"One athlete out of every seven engaged in intercollegiate competition is 'subsidized' to a point bordering upon professionalism."
In case you are of the mistaken notion that the current generation invented the kind of passion for college athletics that puts players in a privileged class and distorts the purpose of higher education, consider that the above paragraph greeted readers of the New York Times on the morning of Oct. 24, 1929.
The subject was what became known as "Bulletin 23," a report from the Carnegie Foundation that indicted colleges for using slush funds and unethical recruiting practices, all to lure young men to play in leather helmets and flimsy shoulder pads.

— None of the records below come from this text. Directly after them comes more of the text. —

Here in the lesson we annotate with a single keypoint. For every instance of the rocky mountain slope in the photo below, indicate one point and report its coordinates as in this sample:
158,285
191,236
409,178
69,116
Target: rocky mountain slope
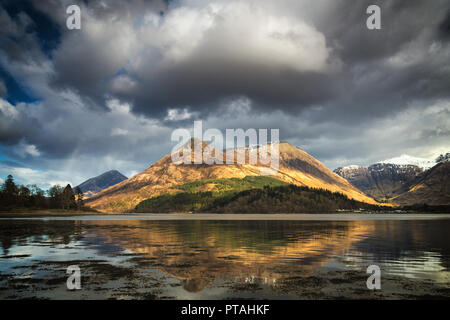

But even that wasn't the beginning. In his book, "Stagg's University: The rise, decline and fall of big-time football at Chicago," Robin Lester notes it was between 1895 and 1905 when student-players became "player-students." Back then, the University of Chicago sometimes enrolled good players before they could finish their high school courses.
You can draw somewhat of a straight line from those days to this week, when Sports Illustrated wrote the latest chapter in this saga with a cover story on college football and crime. What ought to disturb you most is that this line comes right through suburban Utah.
It includes Bingham High School in South Jordan and lineman Viliseni Fauonuku. Fauonuku was arrested for holding up two young men at gunpoint and stealing their wallets, a crime to which he eventually pleaded guilty. But he still was allowed to play his senior season for the nationally ranked Miners.
Because a prosecutor transferred the case from adult court to juvenile court, Fauonuku will be allowed to play for the University of Utah in the future. Jeff Benedict, a co-author of the story and a Deseret News contributor, said the prosecutor admitted his decision to change the charge was influenced by the young man's scholarship to the U.
That shouldn't surprise readers of the Sports Illustrated piece, which found that 7 percent of the players on last year's preseason Top 25 football teams "had been charged with or cited for a crime." Of those, "nearly 40 percent involved serious offenses…"
Collegiate sports scandals may well be the canaries in the coal mine of American ethics. If Christianity teaches that we put our hearts where our treasures are, then touchdowns and slam-dunks have become precious booty, indeed. We shouldn't be surprised that thieves will do all they can to get at those jewels.
Against that backdrop, it's easy to see why so many people were stunned last week when BYU booted one of its key basketball players for violating the school's honor code. Those shiny treasures hold so many people in a trance they can't imagine wanting anything else.
Back to 1929: The Carnegie Foundation identified the root of the problem as the commercialization of college sports and "a negligent attitude toward the educational opportunity for which the American college exists."
It made a big splash at the time, but Bulletin 23 didn't change much. Twenty-two years later the nation was embroiled in a college basketball betting scandal that convicted 20 players and 14 gamblers. That led to another Times report that surveyed 40 colleges and universities about athletics and education. The main concern they expressed was about "the establishment of false values, impairment of democracy in education, and a lowering in some cases of academic standards and cheapening of the college degree."
That was 60 years ago. Since then there have been more betting and recruiting scandals and now evidence that coaches either fail to investigate or turn a blind eye to the criminal records of their players. The difference is that concerns about commercialism, "democracy in education" and "false values" sound quaint and archaic in many circles today.
Things won't change until the culture sets its heart on other treasures.